I have a friend with the same outlook as you, he simply cannot play games on his PC anymore, since he considers it his ‘work machine’. Now he plays solely games on consoles, when he needs a break from his computer. Which I find completely perplexing, since both the PC and the console are in the same room, only a couple of meters away from each other, and in both cases you end up staring at a screen for hours.
I really don’t get console gaming, except maybe being forced into it by exclusive titles…

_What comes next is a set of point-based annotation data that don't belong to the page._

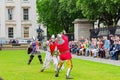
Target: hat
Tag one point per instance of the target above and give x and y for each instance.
(53, 36)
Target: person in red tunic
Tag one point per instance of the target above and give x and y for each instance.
(65, 55)
(50, 55)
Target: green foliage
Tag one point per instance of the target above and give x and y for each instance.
(13, 66)
(106, 11)
(58, 15)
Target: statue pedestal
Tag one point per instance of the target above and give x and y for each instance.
(82, 28)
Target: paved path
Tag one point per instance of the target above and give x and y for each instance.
(100, 60)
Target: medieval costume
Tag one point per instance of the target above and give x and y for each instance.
(34, 49)
(51, 55)
(65, 55)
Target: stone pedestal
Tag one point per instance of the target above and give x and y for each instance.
(82, 28)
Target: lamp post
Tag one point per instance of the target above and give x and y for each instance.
(40, 36)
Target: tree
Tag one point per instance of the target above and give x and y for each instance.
(106, 11)
(58, 15)
(47, 12)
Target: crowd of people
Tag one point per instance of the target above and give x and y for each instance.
(104, 47)
(59, 52)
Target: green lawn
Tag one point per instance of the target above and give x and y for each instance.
(13, 66)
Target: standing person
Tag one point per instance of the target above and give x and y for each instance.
(106, 46)
(51, 56)
(35, 50)
(65, 55)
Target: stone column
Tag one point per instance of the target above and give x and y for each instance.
(82, 28)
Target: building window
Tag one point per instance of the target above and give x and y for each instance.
(10, 32)
(25, 14)
(25, 0)
(26, 32)
(10, 14)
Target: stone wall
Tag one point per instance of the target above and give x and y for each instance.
(82, 28)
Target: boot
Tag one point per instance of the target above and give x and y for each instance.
(57, 72)
(40, 59)
(31, 58)
(42, 70)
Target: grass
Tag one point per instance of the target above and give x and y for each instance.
(13, 66)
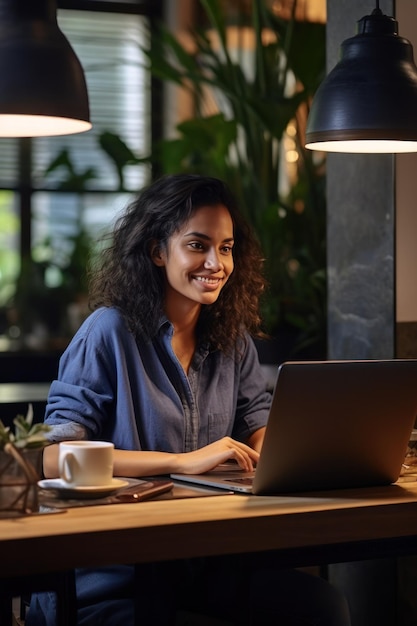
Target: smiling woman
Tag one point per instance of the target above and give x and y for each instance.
(165, 368)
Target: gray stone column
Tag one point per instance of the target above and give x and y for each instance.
(361, 294)
(361, 231)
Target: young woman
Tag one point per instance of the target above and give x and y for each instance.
(165, 367)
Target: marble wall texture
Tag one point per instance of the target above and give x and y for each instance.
(360, 228)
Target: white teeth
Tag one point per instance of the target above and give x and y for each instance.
(204, 279)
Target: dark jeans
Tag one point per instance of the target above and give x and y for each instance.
(241, 590)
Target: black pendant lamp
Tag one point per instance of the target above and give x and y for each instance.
(368, 102)
(42, 85)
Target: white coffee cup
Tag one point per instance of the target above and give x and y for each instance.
(86, 463)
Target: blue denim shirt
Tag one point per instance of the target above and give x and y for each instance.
(136, 394)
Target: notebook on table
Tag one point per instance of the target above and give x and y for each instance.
(332, 425)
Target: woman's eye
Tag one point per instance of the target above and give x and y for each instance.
(196, 245)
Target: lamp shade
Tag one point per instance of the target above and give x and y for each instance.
(368, 102)
(42, 85)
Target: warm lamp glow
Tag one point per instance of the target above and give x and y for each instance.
(40, 126)
(42, 84)
(368, 102)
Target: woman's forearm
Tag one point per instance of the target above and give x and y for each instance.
(143, 463)
(126, 463)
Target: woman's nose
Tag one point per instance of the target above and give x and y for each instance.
(213, 261)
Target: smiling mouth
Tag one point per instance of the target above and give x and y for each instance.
(207, 280)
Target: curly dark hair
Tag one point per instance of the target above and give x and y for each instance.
(126, 277)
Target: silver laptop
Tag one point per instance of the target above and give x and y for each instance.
(332, 425)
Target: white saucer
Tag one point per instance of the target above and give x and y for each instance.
(66, 491)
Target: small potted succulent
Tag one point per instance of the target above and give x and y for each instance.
(20, 464)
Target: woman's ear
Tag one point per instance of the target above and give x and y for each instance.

@Tithian — Well I can’t speak for your friend of course, but in my case the consoles are downstairs in the living room and the work/gaming PC is upstairs in my office. When you work from home, you sit in your chair for 8+ hours/day. You don’t get up and go over to a colleague’s desk to talk over a problem, you don’t get up and go to a meeting. Everything you do, you do sitting in that one spot. No one should spend more than 40-50 hours/week with their ass in a single chair!! LOL
But even aside from that, you start to mentally associate being at that PC with being at work. So when I sit down to that computer without even thinking I check in on work email, check in with slack, check in with our project tracking software. And if there’s a problem I’ll either start working on it, or tell myself “The heck with it, I’m off the clock!” and try to ignore it but it’ll be sitting in the back of my brain tormenting me until I go and fix it.
If I had the space to set up a desk with a ‘work machine’ and another desk with a ‘gaming machine’ I don’t think it’d be an issue. My gaming machine wouldn’t have the tools I need to do work. I wouldn’t have the work email account logged in on it. Stuff like that. If I had the space for that I think I could still enjoy PC gaming.